March 11, 2008
Be Kind ...
A couple days ago I saw Be Kind Rewind (IMDb), the latest film by director Michel Gondry who's previous films include Eternal Sunshine of the Spotless Mind (2004) (IMDb), and The Science of Sleep (2006) (IMDb). I didn't expect this film to be like those two (and it wasn't), but I was hoping for Gondry's impressive camera tricks to play a crucial role (which it did).
Eternal Sunshine, and The Science of Sleep are both intense love stories that use some very original camera wizardry to show or deal with the uncomfortable reality of tragic and/or unrequited love. Gondry uses old-school camera tricks instead of expensive computer generated effects. It really helps to blur the scenes together in Eternal Sunshine and in Sleep it gives a cartoon like look to childish/innocent notions of love.

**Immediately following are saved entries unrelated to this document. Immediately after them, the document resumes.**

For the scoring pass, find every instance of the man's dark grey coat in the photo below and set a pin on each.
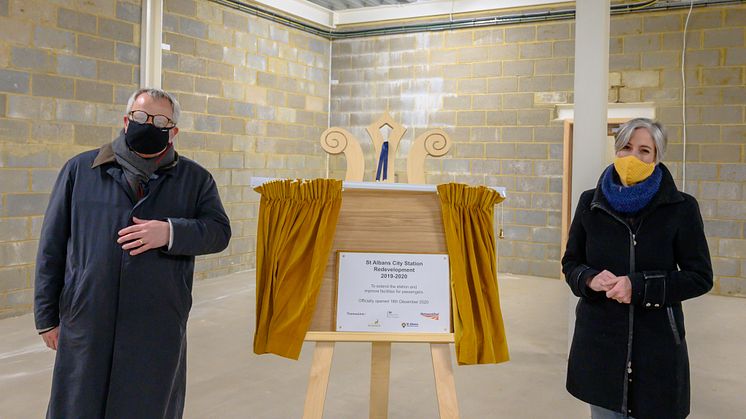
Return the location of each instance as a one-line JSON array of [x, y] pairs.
[[122, 342]]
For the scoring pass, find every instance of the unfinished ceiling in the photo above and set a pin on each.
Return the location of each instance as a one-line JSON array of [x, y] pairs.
[[357, 4]]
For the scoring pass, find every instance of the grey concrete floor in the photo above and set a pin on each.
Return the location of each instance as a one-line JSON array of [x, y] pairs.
[[226, 379]]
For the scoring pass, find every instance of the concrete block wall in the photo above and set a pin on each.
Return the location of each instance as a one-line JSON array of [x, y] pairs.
[[494, 90], [254, 97], [64, 68]]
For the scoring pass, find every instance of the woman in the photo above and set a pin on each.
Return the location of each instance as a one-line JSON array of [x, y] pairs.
[[635, 251]]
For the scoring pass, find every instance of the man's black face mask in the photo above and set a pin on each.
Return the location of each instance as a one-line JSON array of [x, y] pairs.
[[146, 138]]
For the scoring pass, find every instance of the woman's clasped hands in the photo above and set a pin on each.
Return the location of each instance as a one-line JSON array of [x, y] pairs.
[[617, 288]]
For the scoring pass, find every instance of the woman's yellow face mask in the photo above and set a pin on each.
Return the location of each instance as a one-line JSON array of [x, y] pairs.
[[635, 162]]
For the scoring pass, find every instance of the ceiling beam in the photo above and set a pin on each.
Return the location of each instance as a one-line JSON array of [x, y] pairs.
[[330, 19]]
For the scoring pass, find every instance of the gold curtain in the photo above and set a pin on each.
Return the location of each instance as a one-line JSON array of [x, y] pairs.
[[297, 220], [477, 321]]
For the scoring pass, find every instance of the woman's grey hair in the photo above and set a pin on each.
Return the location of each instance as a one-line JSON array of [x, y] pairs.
[[656, 130], [157, 94]]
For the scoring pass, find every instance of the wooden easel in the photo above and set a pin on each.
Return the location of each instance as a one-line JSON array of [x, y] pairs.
[[381, 220], [413, 224]]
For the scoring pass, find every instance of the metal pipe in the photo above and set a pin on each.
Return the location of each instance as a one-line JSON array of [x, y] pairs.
[[560, 14]]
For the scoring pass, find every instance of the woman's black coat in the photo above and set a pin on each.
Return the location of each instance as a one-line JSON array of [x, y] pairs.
[[632, 358]]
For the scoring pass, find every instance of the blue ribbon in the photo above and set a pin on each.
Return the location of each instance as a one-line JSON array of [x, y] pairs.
[[383, 162]]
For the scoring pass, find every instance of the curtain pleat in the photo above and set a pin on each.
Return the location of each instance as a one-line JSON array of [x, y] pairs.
[[477, 320], [297, 221]]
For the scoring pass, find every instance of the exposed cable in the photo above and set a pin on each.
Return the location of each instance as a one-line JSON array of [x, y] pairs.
[[683, 99]]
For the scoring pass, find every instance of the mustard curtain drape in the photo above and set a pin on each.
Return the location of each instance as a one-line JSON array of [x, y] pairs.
[[470, 239], [297, 220]]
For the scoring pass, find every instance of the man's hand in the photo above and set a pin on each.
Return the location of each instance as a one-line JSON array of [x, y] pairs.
[[51, 337], [604, 281], [144, 235], [622, 291]]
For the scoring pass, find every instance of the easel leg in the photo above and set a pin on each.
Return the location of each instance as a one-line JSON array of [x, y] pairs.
[[380, 369], [445, 386], [318, 380]]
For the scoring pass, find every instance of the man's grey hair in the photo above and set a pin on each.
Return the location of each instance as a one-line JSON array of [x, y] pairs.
[[656, 130], [156, 94]]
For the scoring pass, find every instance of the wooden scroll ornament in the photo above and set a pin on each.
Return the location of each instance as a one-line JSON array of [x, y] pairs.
[[434, 143], [337, 140]]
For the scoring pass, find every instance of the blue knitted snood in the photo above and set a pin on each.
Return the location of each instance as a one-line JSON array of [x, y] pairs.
[[630, 199]]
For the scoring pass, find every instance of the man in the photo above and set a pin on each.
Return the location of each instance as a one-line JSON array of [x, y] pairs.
[[115, 265]]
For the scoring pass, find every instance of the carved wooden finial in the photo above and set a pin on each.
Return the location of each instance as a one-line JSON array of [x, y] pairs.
[[337, 140]]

Unlike Eternal Sunshine and The Science of Sleep, Be Kind Rewind is not a love story. Its a story of two friends, played by Jack Black and Mos Def, who are trying to save a local video store from going out of business. Because of unusual circumstances the video store that only rents VHS tapes has had all its films erased. This happens while the owner, played by Danny Glover, is out of town and has put Mos Def's character in charge of the store. The solution that occurs to Jack Black's character is to recreate the films by filming over the erased copies with themselves (and various assorted friends and loyal customers) playing all the parts which they call “Sweeded” versions of the originals.
If you really enjoy movies, the premise for this film probably sounds intriguing, as it did for me. My biggest disappointment is that too little of this film was dedicated to the “Sweeded” films. But the “sweeded” segments they do show have some sequences that are hilarious; unfortunately a lot of the best moments are included in the trailer.
Storywise Be Kind Rewind is more subtle than earlier Gondry films. There is no real love interest, other than a dysfunctional love of movies and passion for fighting the corporate nature of the movie business. This film is possibly a metaphor for holding onto your dreams but ultimately letting go -- and its also a parody of the corporate nature of the film industry the role of rental corporations, the lowest rung of the film industry (specifically how films are chosen to be made based on their marketability not necessarily their quality) and so it shows how that mechanism is sucking dry creativity and independent thinking in movies.